What ‘hat’ are you wearing?: 


Using the ‘hats/rooms’ framework to enhance communication in enterprising families

For enterprising families with a multi-generational mindset, communication can become complex as members handle diverse roles and situations within their own family. In such cases, the ‘hats/rooms’ concept proves to be an invaluable tool to clarify roles, establish boundaries and foster objectivity, resulting in better communication, decision-making and smoother conflict resolution.

How many ‘hats’ do we wear?

The ‘hat/room’ concept refers to the idea that we all wear different ‘hats’ which represent different roles, responsibilities, and identities that we take on within our lives. These roles could be as a parent, sibling, owner, manager, or advisor, with each hat representing a specific context or aspect of involvement in the family/family enterprise. Similarly, the ‘room’ refers to specific settings or contexts where certain discussions can take place, and where you may play a different role and have different expectations in. 

Defining the hats you wear – for yourself, and for others

Being aware of the roles we assume is crucial.

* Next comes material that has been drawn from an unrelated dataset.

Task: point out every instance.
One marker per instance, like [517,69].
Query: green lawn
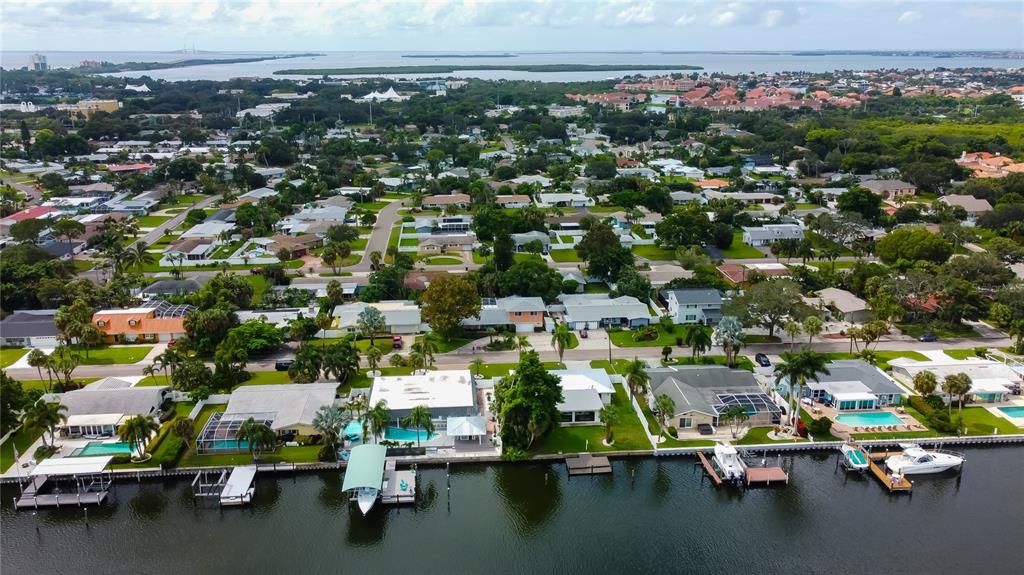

In a family setting, you may start out wearing your ‘sister’ hat to discuss your upcoming family vacation, become ‘medical doctor’ as the conversation evolves into discussions of health, then switch to ‘owner’ as you touch upon family planning and decision-making, all in the span of minutes. 

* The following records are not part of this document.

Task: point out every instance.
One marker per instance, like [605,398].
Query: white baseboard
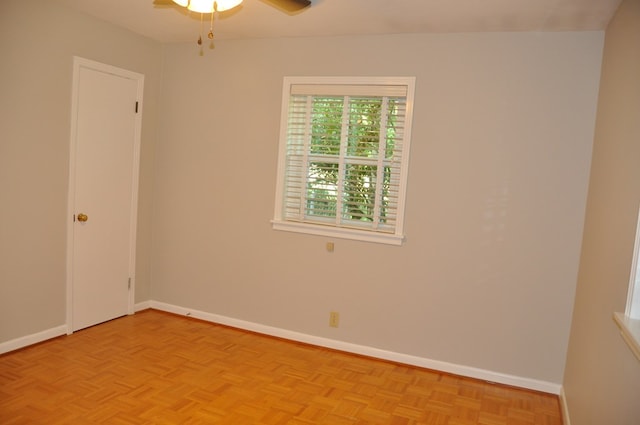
[142,306]
[471,372]
[564,408]
[16,344]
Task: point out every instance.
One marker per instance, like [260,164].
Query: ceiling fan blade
[290,5]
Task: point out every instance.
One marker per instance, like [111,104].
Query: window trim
[629,321]
[279,221]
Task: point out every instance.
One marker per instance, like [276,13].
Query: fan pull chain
[201,29]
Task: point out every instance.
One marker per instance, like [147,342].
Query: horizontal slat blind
[344,154]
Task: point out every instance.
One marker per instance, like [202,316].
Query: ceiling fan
[290,6]
[212,6]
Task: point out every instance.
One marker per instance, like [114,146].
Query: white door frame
[78,64]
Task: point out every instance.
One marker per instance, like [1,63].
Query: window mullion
[305,157]
[382,152]
[344,137]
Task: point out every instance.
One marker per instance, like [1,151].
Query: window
[344,152]
[629,322]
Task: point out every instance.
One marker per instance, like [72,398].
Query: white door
[105,144]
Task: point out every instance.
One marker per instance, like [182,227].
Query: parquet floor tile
[161,369]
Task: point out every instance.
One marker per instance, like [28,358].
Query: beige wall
[602,379]
[502,138]
[37,43]
[502,141]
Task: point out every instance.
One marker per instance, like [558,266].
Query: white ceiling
[257,19]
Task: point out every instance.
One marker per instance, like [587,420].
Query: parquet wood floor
[157,368]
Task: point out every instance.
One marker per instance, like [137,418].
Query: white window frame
[329,229]
[629,321]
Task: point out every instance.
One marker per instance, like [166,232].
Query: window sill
[630,331]
[337,232]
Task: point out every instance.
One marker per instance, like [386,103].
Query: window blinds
[344,154]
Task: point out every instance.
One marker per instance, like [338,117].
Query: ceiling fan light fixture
[208,6]
[201,6]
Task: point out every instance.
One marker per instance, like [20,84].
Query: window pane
[364,127]
[359,192]
[326,125]
[322,189]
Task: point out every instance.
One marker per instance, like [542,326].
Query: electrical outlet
[334,319]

Differentiating between which hat you are wearing can change the entire dynamic of your conversation and shape the behaviours, expectations, and interactions of ourselves and others. Just as you wouldn’t wear a baseball cap to a horse race, you wouldn’t come into a shareholder meeting wearing your ‘sibling’ hat.

How enterprising families can benefit from the ‘hat/room’ framework

  • Clarify roles & contributions: Clearly defining the roles of each family member within the enterprise allows for better alignment of responsibilities and expectations. This reduces confusion and potential conflicts that might arise due to role ambiguity.
  • Improve objectivity in decision-making: By compartmentalizing discussions based on the relevant ‘hat’, family members can approach business decisions with greater objectivity and focus on the best interests of the enterprise within an enterprise conversation context, and the best interests of the family within a family conversation context.
  • Value each family member’s perspective: Well-defined hats can encourage family members to welcome different perspectives, areas of expertise, and contributions of each family member.
  • Increase engagement across all family members: The added structure and clarity offered by this framework can encourage greater and more meaningful participation from family members, while reducing conflict through minimized breakdowns in information flow.
  • Facilitate difficult conversations: When conflicts arise, the hat/room concept provides a structured approach to addressing issues by clearly defining boundaries.
  • Encourage next-generation leadership: For younger family members, helping them to clearly define their current and future hats within the enterprising family serves as a beneficial tool for succession planning and continuity.

Adopting the ‘hat/room’ framework

Defining the different ‘hats’ you wear allows you to adopt various roles during conversations, without changing who you are. By understanding our intentions and the desired outcomes of those we speak with, we can navigate discussions effectively and choose the right ‘hat’ for the right ‘room’, or situation.  

Begin by identifying and clarifying your own ‘hats’ and ‘rooms’ by listing the hats you wear in your roles, including personal life, professional life, and any others that are relevant to your situation, as well as the various different scenarios – or ‘rooms’ – that you often encounter. As you embark on conversations with your family, reframe the dynamics of your relationships by actively defining which ‘hat’ you are wearing and using this to guide your contributions in the different ‘rooms’ you will find yourself in. Prior to entering situations where you wear multiple hats, ask yourself: “Who do I need to be right now?” and make clear which hat you are wearing to your conversation counterpart(s). If you need to switch hats, make sure you let others know. Are you speaking to the CEO now, or your brother?

By using the hat/room concept, we can establish clear boundaries between family issues and enterprising matters to facilitate improved communication, decision-making, and an environment of mutual growth, trust, and understanding.